Je vois une larme couler sur sa joue. Je me sens démunie, impuissante, elle ne me voit pas, je ne peux pas la toucher, le téléphone portable ne passe pas et même si je descends dans la rue personne ne me verra, ne m’entendra ! Sylvie semble déjà morte, je ne vois plus sa poitrine se soulever. Quant à Chantal elle commence à s’étouffer certainement avec le sang qui emplit ses poumons.

- Sylvie réponds moi pour l’amour de Dieu, Oh pardon Sylvie tout cela est de ma faute, ne m’abandonne pas. Murmure-t-elle.

Je suis condamnée à espérer qu’un voisin de son époque passe par là.

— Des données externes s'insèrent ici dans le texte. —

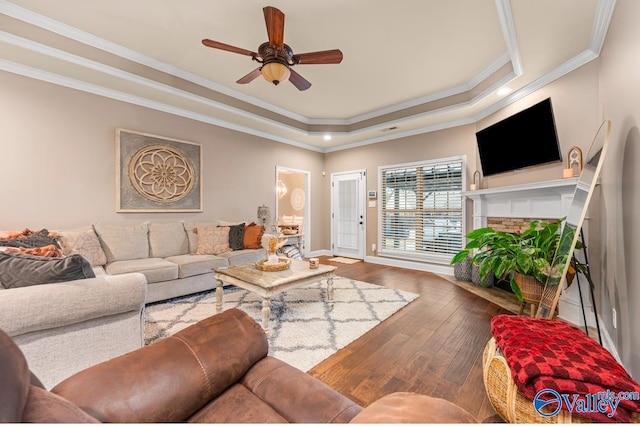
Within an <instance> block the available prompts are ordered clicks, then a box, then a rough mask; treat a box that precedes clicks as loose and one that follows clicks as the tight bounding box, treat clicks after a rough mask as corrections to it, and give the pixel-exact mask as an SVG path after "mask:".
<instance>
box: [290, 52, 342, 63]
mask: <svg viewBox="0 0 640 427" xmlns="http://www.w3.org/2000/svg"><path fill="white" fill-rule="evenodd" d="M293 60H294V62H295V63H296V64H339V63H340V62H342V51H340V49H332V50H322V51H319V52H307V53H300V54H297V55H293Z"/></svg>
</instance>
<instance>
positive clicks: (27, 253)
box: [4, 245, 64, 258]
mask: <svg viewBox="0 0 640 427" xmlns="http://www.w3.org/2000/svg"><path fill="white" fill-rule="evenodd" d="M4 251H5V252H9V253H19V254H28V255H36V256H46V257H51V258H62V257H63V256H64V255H63V253H62V250H61V249H60V248H59V247H58V245H47V246H42V247H39V248H5V249H4Z"/></svg>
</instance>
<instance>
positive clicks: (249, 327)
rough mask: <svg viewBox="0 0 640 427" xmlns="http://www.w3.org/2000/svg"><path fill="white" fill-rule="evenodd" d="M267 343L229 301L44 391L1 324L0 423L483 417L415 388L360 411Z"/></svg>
mask: <svg viewBox="0 0 640 427" xmlns="http://www.w3.org/2000/svg"><path fill="white" fill-rule="evenodd" d="M267 352H268V342H267V338H266V336H265V334H264V332H263V330H262V328H261V327H260V326H259V325H258V324H257V323H256V322H254V321H253V319H251V318H250V317H249V316H248V315H246V314H245V313H244V312H242V311H240V310H237V309H230V310H227V311H225V312H223V313H220V314H218V315H215V316H212V317H209V318H208V319H205V320H203V321H201V322H198V323H197V324H195V325H193V326H190V327H188V328H186V329H184V330H182V331H181V332H179V333H177V334H175V335H173V336H171V337H169V338H166V339H163V340H161V341H159V342H157V343H155V344H152V345H150V346H147V347H144V348H141V349H138V350H135V351H132V352H130V353H127V354H125V355H123V356H120V357H117V358H114V359H111V360H109V361H107V362H104V363H100V364H98V365H95V366H92V367H90V368H88V369H85V370H83V371H81V372H79V373H77V374H75V375H73V376H71V377H69V378H67V379H66V380H64V381H63V382H61V383H60V384H58V385H56V386H55V387H54V388H53V389H51V390H50V391H47V390H45V389H44V388H43V387H42V384H41V383H40V382H39V381H38V379H37V378H36V377H35V376H34V375H32V374H31V372H30V371H29V368H28V366H27V362H26V360H25V359H24V356H23V355H22V352H21V351H20V349H19V348H18V347H17V346H16V345H15V343H14V342H13V341H12V340H11V338H10V337H8V336H7V335H6V334H4V333H3V332H2V331H0V378H1V381H0V423H5V422H19V421H24V422H38V423H45V422H65V423H81V422H117V423H141V422H153V423H163V422H206V423H285V422H294V423H347V422H384V423H397V422H458V423H459V422H476V420H475V418H474V417H472V416H471V415H470V414H468V413H467V412H466V411H464V410H463V409H461V408H459V407H457V406H456V405H453V404H452V403H449V402H447V401H444V400H442V399H435V398H431V397H427V396H421V395H417V394H413V393H394V394H391V395H389V396H387V397H384V398H382V399H380V400H379V401H377V402H375V403H373V404H372V405H371V406H370V407H368V408H367V409H365V410H363V409H362V408H361V407H360V406H358V405H357V404H355V403H354V402H352V401H351V400H349V399H347V398H346V397H345V396H343V395H341V394H339V393H338V392H336V391H335V390H333V389H331V388H329V387H328V386H327V385H325V384H324V383H322V382H321V381H319V380H317V379H315V378H313V377H311V376H310V375H308V374H306V373H304V372H302V371H300V370H298V369H296V368H294V367H292V366H290V365H288V364H286V363H285V362H282V361H280V360H278V359H275V358H273V357H270V356H268V355H267Z"/></svg>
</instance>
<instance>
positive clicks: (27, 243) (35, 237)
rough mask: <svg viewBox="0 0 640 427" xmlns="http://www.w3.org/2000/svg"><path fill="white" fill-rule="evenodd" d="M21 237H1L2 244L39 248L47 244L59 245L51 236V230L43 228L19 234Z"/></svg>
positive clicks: (15, 245)
mask: <svg viewBox="0 0 640 427" xmlns="http://www.w3.org/2000/svg"><path fill="white" fill-rule="evenodd" d="M19 236H20V237H16V238H13V239H1V240H0V246H8V247H13V248H19V247H22V248H39V247H41V246H47V245H57V243H56V241H55V239H53V238H52V237H49V230H47V229H44V228H43V229H42V230H40V231H34V232H32V234H27V235H23V234H19Z"/></svg>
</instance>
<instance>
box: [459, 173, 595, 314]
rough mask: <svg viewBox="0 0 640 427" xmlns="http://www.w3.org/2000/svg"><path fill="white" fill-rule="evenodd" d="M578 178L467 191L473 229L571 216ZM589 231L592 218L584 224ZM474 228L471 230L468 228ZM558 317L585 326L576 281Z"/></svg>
mask: <svg viewBox="0 0 640 427" xmlns="http://www.w3.org/2000/svg"><path fill="white" fill-rule="evenodd" d="M577 183H578V178H567V179H556V180H551V181H542V182H535V183H529V184H520V185H512V186H506V187H496V188H485V189H480V190H476V191H466V192H463V193H462V195H463V196H465V197H467V198H469V199H470V200H472V201H473V229H474V230H475V229H476V228H482V227H492V228H494V229H499V230H503V231H512V232H519V231H521V230H522V229H523V228H526V227H527V226H528V225H529V222H530V221H533V220H536V219H539V220H545V221H548V220H557V219H559V218H562V217H564V216H566V215H567V213H568V211H569V207H570V206H571V201H572V199H573V193H574V191H575V188H576V185H577ZM582 229H583V230H584V233H585V234H587V230H588V218H586V219H585V222H584V224H583V226H582ZM467 231H471V230H467ZM580 289H581V290H582V296H583V301H584V307H585V311H586V317H587V325H588V326H594V325H595V315H594V312H593V306H592V304H591V301H590V298H589V285H588V283H587V280H586V278H584V277H582V278H581V280H580ZM558 317H559V318H561V319H563V320H565V321H568V322H570V323H573V324H575V325H579V326H584V320H583V316H582V306H581V303H580V292H579V290H578V286H575V281H574V283H573V285H572V286H570V287H569V288H567V289H564V290H563V291H562V295H561V297H560V302H559V305H558Z"/></svg>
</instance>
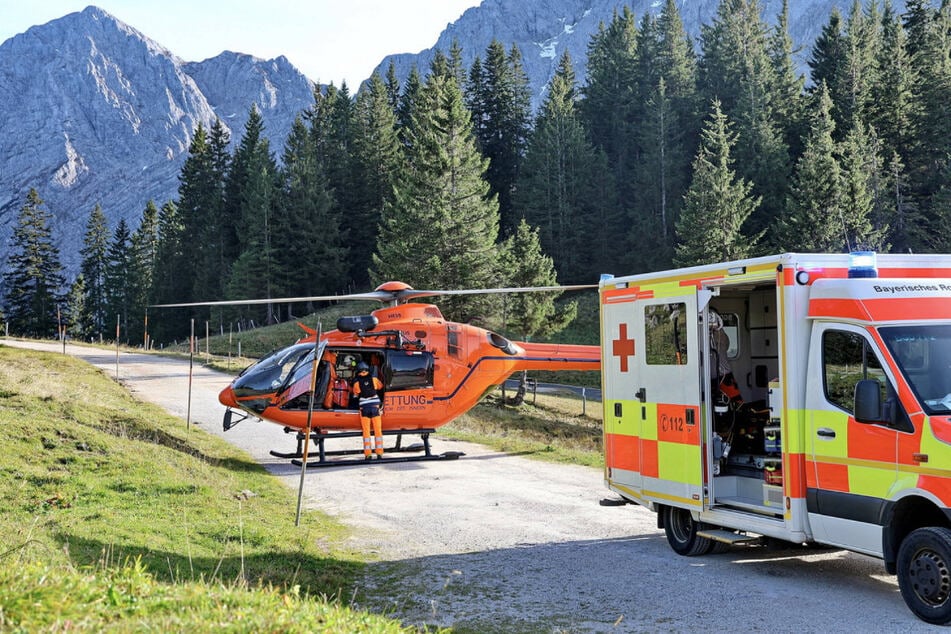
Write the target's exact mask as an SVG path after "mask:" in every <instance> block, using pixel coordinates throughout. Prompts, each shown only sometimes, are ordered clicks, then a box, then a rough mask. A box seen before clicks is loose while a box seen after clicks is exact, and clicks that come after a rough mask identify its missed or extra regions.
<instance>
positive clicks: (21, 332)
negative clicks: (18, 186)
mask: <svg viewBox="0 0 951 634" xmlns="http://www.w3.org/2000/svg"><path fill="white" fill-rule="evenodd" d="M50 220H51V216H50V213H49V212H48V211H47V210H46V209H45V208H44V207H43V200H42V199H41V198H40V195H39V193H38V192H37V191H36V190H35V189H33V188H31V189H30V191H29V193H27V197H26V202H25V203H24V205H23V207H21V208H20V214H19V216H18V217H17V224H16V226H15V227H14V228H13V235H12V240H11V244H10V253H9V255H8V257H7V266H6V270H5V271H4V272H3V283H4V286H5V287H6V289H7V295H6V299H5V306H4V311H3V312H4V315H5V316H6V319H7V323H8V325H9V327H10V332H11V333H16V334H19V335H25V336H28V337H50V336H53V335H55V334H56V332H57V327H58V320H57V310H59V309H60V307H61V305H62V303H63V301H64V297H63V287H64V284H65V281H64V279H63V267H62V265H61V264H60V260H59V250H58V249H57V248H56V246H55V245H54V244H53V239H52V230H51V228H50Z"/></svg>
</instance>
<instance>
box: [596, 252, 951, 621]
mask: <svg viewBox="0 0 951 634" xmlns="http://www.w3.org/2000/svg"><path fill="white" fill-rule="evenodd" d="M600 298H601V299H600V301H601V340H602V342H603V343H602V348H603V350H602V374H603V375H602V386H603V391H604V397H603V399H604V400H603V403H604V448H605V480H606V483H607V486H608V487H609V488H610V489H611V490H613V491H615V492H617V493H618V494H620V495H621V496H622V497H623V498H625V499H626V500H627V501H630V502H635V503H638V504H642V505H644V506H646V507H648V508H650V509H652V510H654V511H656V512H657V514H658V524H659V526H660V527H662V528H664V530H665V532H666V535H667V540H668V542H669V543H670V546H671V547H672V548H673V549H674V550H675V551H676V552H678V553H680V554H682V555H701V554H705V553H707V552H710V551H711V550H712V549H714V548H716V547H718V546H719V545H722V544H728V543H738V542H742V541H744V540H749V539H751V538H759V537H771V538H776V539H781V540H786V541H789V542H794V543H820V544H827V545H832V546H837V547H841V548H845V549H848V550H852V551H856V552H860V553H865V554H867V555H872V556H875V557H879V558H881V559H883V560H884V563H885V567H886V569H887V570H888V571H889V572H890V573H892V574H896V573H897V575H898V582H899V586H900V589H901V593H902V596H903V597H904V599H905V601H906V603H907V604H908V606H909V608H911V610H912V611H913V612H914V613H915V614H916V615H917V616H918V617H920V618H921V619H923V620H925V621H928V622H931V623H940V624H947V623H951V255H927V256H926V255H886V254H879V255H877V256H876V254H874V253H868V252H863V253H858V254H851V255H846V254H828V255H815V254H783V255H777V256H770V257H762V258H754V259H747V260H740V261H735V262H728V263H723V264H715V265H708V266H698V267H691V268H685V269H678V270H672V271H665V272H661V273H649V274H643V275H633V276H628V277H605V278H603V279H602V280H601V283H600Z"/></svg>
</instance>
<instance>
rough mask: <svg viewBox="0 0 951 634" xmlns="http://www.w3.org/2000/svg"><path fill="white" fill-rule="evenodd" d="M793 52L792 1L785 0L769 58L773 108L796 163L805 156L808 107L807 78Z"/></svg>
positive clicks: (774, 34)
mask: <svg viewBox="0 0 951 634" xmlns="http://www.w3.org/2000/svg"><path fill="white" fill-rule="evenodd" d="M794 52H795V51H794V48H793V41H792V37H790V35H789V0H783V4H782V9H781V10H780V13H779V16H778V18H777V20H776V25H775V26H774V27H773V32H772V35H771V36H770V40H769V58H770V61H771V62H772V65H773V73H774V77H775V81H776V86H775V87H774V89H773V94H774V99H773V107H774V109H775V112H776V119H777V121H778V122H779V125H780V129H781V130H782V139H783V142H784V143H785V144H786V146H787V147H788V148H789V154H790V158H791V159H793V160H795V159H797V158H798V157H799V155H800V154H802V137H803V135H804V133H805V129H806V110H805V108H806V106H805V100H804V97H803V91H804V86H805V83H806V79H805V77H804V76H803V75H801V74H799V72H798V70H797V68H796V62H795V60H794V59H793V53H794Z"/></svg>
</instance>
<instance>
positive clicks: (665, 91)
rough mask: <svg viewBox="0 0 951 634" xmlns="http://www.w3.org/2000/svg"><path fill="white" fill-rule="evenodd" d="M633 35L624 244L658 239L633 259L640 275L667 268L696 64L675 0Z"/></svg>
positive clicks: (681, 175)
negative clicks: (636, 163) (637, 152)
mask: <svg viewBox="0 0 951 634" xmlns="http://www.w3.org/2000/svg"><path fill="white" fill-rule="evenodd" d="M638 36H639V37H638V44H637V60H638V68H639V71H638V75H639V77H638V79H639V83H640V85H639V87H638V99H637V101H638V103H639V104H640V106H639V107H638V108H637V113H636V117H635V125H634V126H633V127H634V129H635V130H636V134H635V136H634V139H635V143H636V145H637V147H638V148H639V149H638V155H639V160H638V161H637V163H638V167H637V170H636V183H637V189H636V192H635V198H634V203H635V204H634V209H635V210H636V213H635V216H634V219H633V222H632V223H631V226H632V233H631V236H630V238H629V242H630V243H632V244H636V243H637V242H638V240H639V238H640V237H641V236H643V235H653V236H656V237H657V244H656V249H653V250H651V252H650V253H649V254H648V253H645V252H639V253H638V256H636V257H635V258H633V261H632V264H633V268H634V269H635V270H643V269H646V268H648V267H650V266H651V265H654V266H667V265H669V264H670V258H671V255H672V252H673V245H674V226H675V224H676V221H677V216H678V215H679V213H680V209H681V207H682V204H683V196H684V193H685V192H686V190H687V187H688V185H689V179H690V160H691V156H692V155H693V154H694V153H695V148H696V145H697V142H698V139H697V136H698V134H699V117H698V115H697V98H698V97H697V84H696V82H697V67H696V60H695V58H694V55H693V50H692V48H691V46H690V42H689V39H688V37H687V34H686V32H685V31H684V27H683V22H682V21H681V19H680V14H679V13H678V11H677V5H676V3H675V2H674V0H667V2H666V4H665V5H664V7H663V9H662V10H661V13H660V15H659V16H658V18H657V20H656V21H652V20H650V19H649V17H648V16H645V18H644V19H643V20H642V22H641V28H640V31H639V34H638ZM648 258H650V260H651V261H650V262H648V261H647V260H648Z"/></svg>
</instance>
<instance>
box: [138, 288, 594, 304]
mask: <svg viewBox="0 0 951 634" xmlns="http://www.w3.org/2000/svg"><path fill="white" fill-rule="evenodd" d="M597 287H598V285H597V284H576V285H573V286H519V287H512V288H468V289H461V290H416V289H413V288H404V289H399V290H376V291H370V292H368V293H352V294H350V295H314V296H311V297H278V298H272V299H234V300H221V301H214V302H186V303H182V304H153V305H152V306H150V308H192V307H197V306H254V305H261V304H290V303H306V302H324V301H351V300H353V301H360V300H367V301H377V302H396V303H400V304H402V303H404V302H407V301H409V300H411V299H416V298H417V297H441V296H447V295H485V294H498V293H545V292H558V293H560V292H564V291H578V290H584V289H589V288H597Z"/></svg>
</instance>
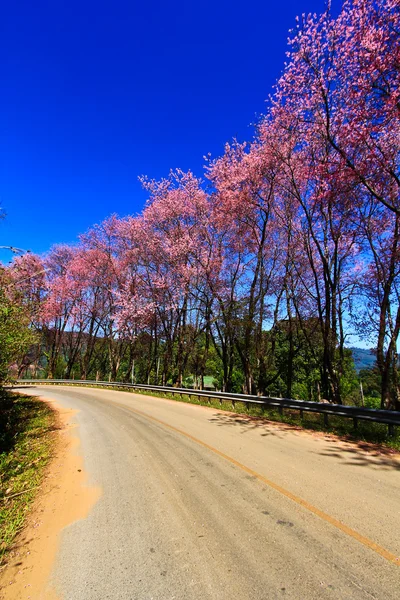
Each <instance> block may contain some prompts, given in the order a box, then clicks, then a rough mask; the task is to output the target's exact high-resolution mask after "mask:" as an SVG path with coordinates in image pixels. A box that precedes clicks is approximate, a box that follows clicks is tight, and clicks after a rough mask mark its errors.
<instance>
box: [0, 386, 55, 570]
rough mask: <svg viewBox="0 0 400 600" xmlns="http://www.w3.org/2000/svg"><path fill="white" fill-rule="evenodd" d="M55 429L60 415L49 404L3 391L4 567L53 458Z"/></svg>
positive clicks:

Alors je reste et je m’assoie à coté d’elles. Je vais leur parler même si elles ne m’entendent pas, peut-être que dans leur situation elles sentiront ma présence. Mais que leur dire ?

- Bonjour, je m’appelle Chloé, je viens d’une autre époque, et je ne peux malheureusement rien faire pour vous, car personne ne me voit ni ne m’entend, je suis si désolée. Je ne pense pas que vous m’entendiez mais si des fois c’était le cas, y-t-il quelque chose que je puisse faire ?

J’attends mais mes craintes sont confirmées elle n’a aucune conscience de ma présence. Je ne suis pas une fervente croyante, mais dans ces situations il y a des réflexes d’enfant qui vous reviennent. Je récite une prière pensant peut être que cela la soulagera ou lui viendra en aide.

-Je Vous salue, Marie pleine de grâces, le Seigneur est avec vous……et à l’heure de notre mort. Amen.

L’immeuble est désespérément vide.

La vie quitte Chantal doucement, inexorablement et une profonde détresse m’envahit.